Wilberforce makes the point of this little essay; the argument that while the Christian is open minded and honest, his adversary is sometimes historically revealed as a bigoted liar who twists science to his own ends. Unlike Huxley who was so vindictive against all Christianity while preaching objectivity in order to preserve the integrity of "science" and defend its rights, the bishop kept an open mind. That Protestant clergyman scientist actually wrote: "We have no sympathy with those who object to any facts or alleged facts in Nature ... because they believe them to contradict what appears to them is taught by revelation". Only then did he go on to prove that science cannot rule out the claims of religion.

Is there ever valid scepticism? Of course; but a rigorous attention to facts can be known as scholarly objectivity and must not be confused for a scepticism whose essence is denial for the sake of denial. Admittedly, at times, the mind stops in awe before its apparent limits.
As Pascal observed; "We have an impotence to prove, which cannot be conquered by any dogmatism; we have an idea of truth which cannot be conquered by any Pyrrhonian scepticism."
The great theoretical physicist, Pierre Duhem stated the paradox thus: "Physical theory aims to preserve a logical unity because of an intuition we are powerless to justify but which it is impossible for us to be blind to .."
Proofs, it must also be insisted upon, must bear a relationship to the subjects they belong to; many must be sought by other means than can be supplied in a laboratory.
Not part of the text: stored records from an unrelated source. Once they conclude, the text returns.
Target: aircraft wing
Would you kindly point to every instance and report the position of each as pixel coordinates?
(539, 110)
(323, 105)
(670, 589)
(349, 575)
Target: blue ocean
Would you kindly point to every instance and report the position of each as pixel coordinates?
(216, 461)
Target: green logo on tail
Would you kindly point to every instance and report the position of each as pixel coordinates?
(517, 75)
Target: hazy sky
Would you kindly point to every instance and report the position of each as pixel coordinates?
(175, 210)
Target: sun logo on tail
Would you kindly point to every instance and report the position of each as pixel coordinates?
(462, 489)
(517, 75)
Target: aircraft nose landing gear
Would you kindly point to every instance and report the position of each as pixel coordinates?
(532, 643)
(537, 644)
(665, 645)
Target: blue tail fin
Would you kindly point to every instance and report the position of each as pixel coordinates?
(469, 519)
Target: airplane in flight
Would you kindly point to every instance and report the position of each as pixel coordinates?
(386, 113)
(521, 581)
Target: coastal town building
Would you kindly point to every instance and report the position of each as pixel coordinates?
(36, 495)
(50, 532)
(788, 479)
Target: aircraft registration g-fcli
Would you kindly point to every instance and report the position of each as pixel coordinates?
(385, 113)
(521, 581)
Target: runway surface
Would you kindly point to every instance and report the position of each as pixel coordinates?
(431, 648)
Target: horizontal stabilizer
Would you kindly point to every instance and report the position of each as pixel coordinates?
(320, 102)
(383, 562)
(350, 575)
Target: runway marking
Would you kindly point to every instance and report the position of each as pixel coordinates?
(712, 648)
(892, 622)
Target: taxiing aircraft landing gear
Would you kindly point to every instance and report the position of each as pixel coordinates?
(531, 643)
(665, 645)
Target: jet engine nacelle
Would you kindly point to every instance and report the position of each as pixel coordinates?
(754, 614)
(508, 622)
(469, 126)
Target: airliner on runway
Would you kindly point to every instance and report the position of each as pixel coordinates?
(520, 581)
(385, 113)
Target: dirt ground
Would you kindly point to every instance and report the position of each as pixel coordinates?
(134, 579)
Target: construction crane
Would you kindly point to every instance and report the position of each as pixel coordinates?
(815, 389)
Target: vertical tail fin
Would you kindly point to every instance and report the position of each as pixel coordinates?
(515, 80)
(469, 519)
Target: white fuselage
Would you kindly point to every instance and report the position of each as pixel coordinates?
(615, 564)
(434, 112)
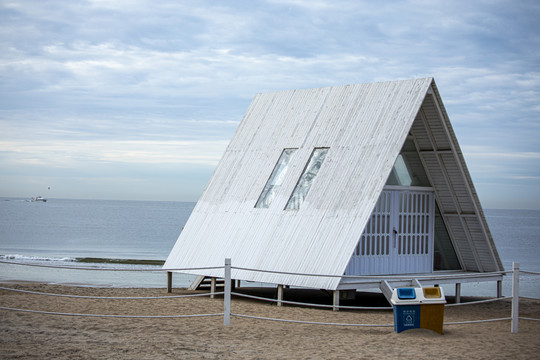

For example, James Jeans, another scientist of repute indulged himself with this little philosophical proposition when he remarked: "We cannot solve the problem of the universe. This is because we are part of the universe and, therefore, part of the problem we are trying to solve." What would Aquinas say? Find out! What do you say?

Fun to consider but, if by problem, he means the problem of creation, where we and all around us came from, then who could smugly disagree?